Na trama, baseada em livro homônimo de Salomão Polakiewicz, Juan Paiva vive
Maurício, um estudante cotista de medicina incomodado com o corpo de um jovem
negro (Raphael Logam) usado na aula de anatomia. É a empatia que enfrenta a
banalização do extermínio num país em que, no primeiro semestre, uma pessoa foi
assassinada a cada dez minutos — três de cada quatro tinham pele preta ou
parda, segundo o Anuário Brasileiro da Segurança Pública.
Jeferson
De e Felipe Sholl introduziram no roteiro conexões com a religiosidade
afro-brasileira e homenagens a mulheres negras tornadas referências: em cena,
Léa Garcia e Zezé Motta; citadas, Conceição Evaristo, Sonia Capeta e Marielle
Franco, cujo assassinato, com o motorista Anderson Gomes, completou mil dias e
segue sem esclarecimento sobre mandante e motivo. “No livro, a questão
religiosa se dava pelo catolicismo. Foi minha opção a escolha da umbanda”,
contou De. Ele também levou à telona, com brilhantismo, o medo de mães de
jovens negros vivos, com a inesquecível Cida de Mariana Nunes, e a dor das que
os perdem, em atuação impecável de Tatiana Tiburcio (Emília).

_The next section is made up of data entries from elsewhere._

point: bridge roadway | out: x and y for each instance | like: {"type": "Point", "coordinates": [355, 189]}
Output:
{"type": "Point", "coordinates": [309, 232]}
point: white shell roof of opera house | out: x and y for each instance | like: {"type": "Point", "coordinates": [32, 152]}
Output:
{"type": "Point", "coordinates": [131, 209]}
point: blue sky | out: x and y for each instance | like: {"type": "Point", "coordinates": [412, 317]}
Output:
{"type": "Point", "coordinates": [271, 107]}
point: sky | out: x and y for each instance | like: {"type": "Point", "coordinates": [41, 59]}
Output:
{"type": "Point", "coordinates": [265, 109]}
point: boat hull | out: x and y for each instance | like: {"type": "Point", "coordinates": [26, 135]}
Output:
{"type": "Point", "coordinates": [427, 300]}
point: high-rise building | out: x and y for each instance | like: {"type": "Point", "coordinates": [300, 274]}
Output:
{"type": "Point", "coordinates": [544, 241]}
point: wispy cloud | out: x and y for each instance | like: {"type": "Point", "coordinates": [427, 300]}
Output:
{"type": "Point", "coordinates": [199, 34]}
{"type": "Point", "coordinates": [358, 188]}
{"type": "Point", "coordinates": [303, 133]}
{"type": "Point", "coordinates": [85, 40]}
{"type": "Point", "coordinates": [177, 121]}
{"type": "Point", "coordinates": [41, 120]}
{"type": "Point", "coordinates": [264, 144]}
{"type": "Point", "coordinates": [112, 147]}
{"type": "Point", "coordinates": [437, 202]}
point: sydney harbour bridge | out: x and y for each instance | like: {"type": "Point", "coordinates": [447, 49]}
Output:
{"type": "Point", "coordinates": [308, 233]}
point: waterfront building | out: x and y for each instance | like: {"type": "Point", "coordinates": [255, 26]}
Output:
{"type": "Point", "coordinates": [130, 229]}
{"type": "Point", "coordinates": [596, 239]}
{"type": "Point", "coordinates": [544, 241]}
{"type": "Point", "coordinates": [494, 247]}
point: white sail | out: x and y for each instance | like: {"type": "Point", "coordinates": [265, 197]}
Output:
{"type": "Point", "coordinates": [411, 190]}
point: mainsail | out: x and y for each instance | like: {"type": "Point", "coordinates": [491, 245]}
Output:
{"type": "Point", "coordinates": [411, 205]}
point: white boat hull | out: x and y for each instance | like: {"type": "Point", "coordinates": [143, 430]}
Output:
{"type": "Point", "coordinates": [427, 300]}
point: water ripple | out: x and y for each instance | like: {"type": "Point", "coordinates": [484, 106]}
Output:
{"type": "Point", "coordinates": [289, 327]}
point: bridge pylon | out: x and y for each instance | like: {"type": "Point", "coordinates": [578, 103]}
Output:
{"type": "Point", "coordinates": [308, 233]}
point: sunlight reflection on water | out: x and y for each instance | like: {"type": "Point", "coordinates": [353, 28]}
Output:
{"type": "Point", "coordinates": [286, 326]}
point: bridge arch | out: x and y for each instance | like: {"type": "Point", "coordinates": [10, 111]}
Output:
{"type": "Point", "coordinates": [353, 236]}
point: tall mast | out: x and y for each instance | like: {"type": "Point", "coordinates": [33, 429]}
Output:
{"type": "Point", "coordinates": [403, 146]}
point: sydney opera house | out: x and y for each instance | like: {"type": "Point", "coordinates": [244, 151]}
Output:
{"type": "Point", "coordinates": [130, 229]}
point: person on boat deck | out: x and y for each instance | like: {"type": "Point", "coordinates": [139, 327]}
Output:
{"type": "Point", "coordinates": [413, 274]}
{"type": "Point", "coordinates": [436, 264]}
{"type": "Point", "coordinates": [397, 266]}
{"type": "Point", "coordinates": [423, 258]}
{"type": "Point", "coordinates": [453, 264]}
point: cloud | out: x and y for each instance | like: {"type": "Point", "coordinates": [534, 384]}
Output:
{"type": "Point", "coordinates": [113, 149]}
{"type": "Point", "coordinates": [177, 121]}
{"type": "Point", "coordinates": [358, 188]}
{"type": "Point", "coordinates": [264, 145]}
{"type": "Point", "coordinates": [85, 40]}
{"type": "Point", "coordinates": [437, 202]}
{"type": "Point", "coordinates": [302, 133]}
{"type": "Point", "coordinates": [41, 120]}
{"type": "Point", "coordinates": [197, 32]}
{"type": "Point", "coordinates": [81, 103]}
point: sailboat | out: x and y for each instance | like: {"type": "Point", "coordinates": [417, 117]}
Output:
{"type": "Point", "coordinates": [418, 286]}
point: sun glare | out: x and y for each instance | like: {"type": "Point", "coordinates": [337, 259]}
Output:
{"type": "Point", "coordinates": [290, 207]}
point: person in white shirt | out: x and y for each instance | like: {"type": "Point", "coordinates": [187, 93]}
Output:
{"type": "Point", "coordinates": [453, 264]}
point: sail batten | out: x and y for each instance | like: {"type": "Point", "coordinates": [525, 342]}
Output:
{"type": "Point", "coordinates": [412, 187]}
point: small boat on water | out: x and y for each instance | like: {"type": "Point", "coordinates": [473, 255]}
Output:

De solidariedade no precário, de fé no invisível, de empatia entre desconhecidos, de confiança na ancestralidade, vive o Brasil negro e periférico. Vida real e ficção, voz e silêncio, tombos e caminhadas guardam a potência da nação que desqualifica, exclui e mata filhos e filhas, cultura, tradições. Primas, Emilly, de 4 aninhos, e Rebecca, de 7, foram alcançadas por um só tiro de fuzil na porta de casa, em Duque de Caxias, na véspera do tombo de Deise. Suas histórias estão para sempre guardadas num túmulo cimentado pelo pai da mais nova. O futuro enterrado.